Materials Informatics: Data- and Knowledge-Driven Materials Science

Today, many critical technological applications, including energy, electronics, security and environment, that drive the modern world rely on the design and discovery of advanced materials. Typically, these materials are multicomponent by design and have enormous complexities at the atomic and mesoscale level. Therefore, predictive computational strategies that identify promising candidates with desired response for experimental synthesis and characterization has the potential to accelerate the discovery and realization of new materials at scale. Our interest is to build a transformative materials-by-design research program that leverages the state-of-the-art computational and experimental infrastructure to address grand challenge problems, including (but not limited to) clean energy and additive manufacturing, enabling key technological breakthroughs to foster new materials innovation. In the process, it is envisioned that our work will lay the foundation for an information science driven materials design and discovery approach that takes into account the existing empirical data (big or small), physical models, inference methods and computer simulation tools in pursuit of accelerating the design and discovery of new materials. Currently our three major research thrust areas are density functional theory, machine learning, and optimal learning.
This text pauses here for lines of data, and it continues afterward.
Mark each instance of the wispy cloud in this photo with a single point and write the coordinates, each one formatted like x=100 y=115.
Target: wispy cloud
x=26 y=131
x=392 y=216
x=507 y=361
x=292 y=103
  • Density Functional Theory

    Density Functional Theory

    Computational methods based on density functional theory (DFT) that calculate the electronic structure of solids have been pivotal to accelerate the search and discovery of new materials. In DFT calculations, we calculate the total electronic energy of a solid that can be decomposed into the following terms: total kinetic energy of the electron, total potential energy of the electrons due to the Coulombic attraction to the nuclear center(s), total potential energy due to the average Coulomb repulsion between pairs of electrons, total quantum mechanical exchange energy of the electrons and total correlation energy of the electrons. In our group, we use DFT calculations to determine the ground state properties of solid state materials. We are interested in the electronic structure, magnetic properties, and phononic properties of materials. We employ DFT as implemented in the planewave pseudopotential Quantum ESPRESSO and all electron Wien2k codes in our research

  • Machine Learning

    Machine Learning

    Our interest in data-driven machine learning (ML) methods is to establish a quantitative relationship between the descriptors that represent various aspects of a material and the target material properties. We explore a suite of methods ranging from dimensionality reduction, clustering analysis, classification learning, and regression methods to accomplish the objectives. In addition, we are also exploring Bayesian learning methods when we can leverage domain expertise to constrain our problem. ML methods are especially suitable in materials science applications when either the theory does not exist or the theory is not predictive due to the lack of data all the parameters for the entire chemical space. Although model building is an important task, we are exploring ways to quantify prediction uncertainties in the models. It is the combination of model building and uncertainty quantification that make our approach rigorous and critical for optimal decision making. Most of our work is performed on the programming language R. We are also interested in Python and Matlab.

  • Optimal Learning

    Optimal Learning

    One of the recent advances in the application of ML methods to materials science is its integration with global optimization methods (e.g., efficient global optimization, mean objective cost of uncertainty, and knowledge gradient to name a few) that evaluate the tradeoff between “exploration” (choose the next experiment that has the largest prediction uncertainty) and “exploitation” (choose the next experiment that has the largest predicted mean) in an iterative feedback loop. In the past, it was typical to address the problem of materials discovery from exploiting the ML models (i.e., the “best” predictions based on the arguments of maxima or minima are recommended for the next experiment or calculation). This has been shown to be sub-optimal, especially when the ML models are trained using small data. Optimal learning methods, in an iterative feedback loop, have been shown to rapidly explore the vast search space and accelerate new materials discovery.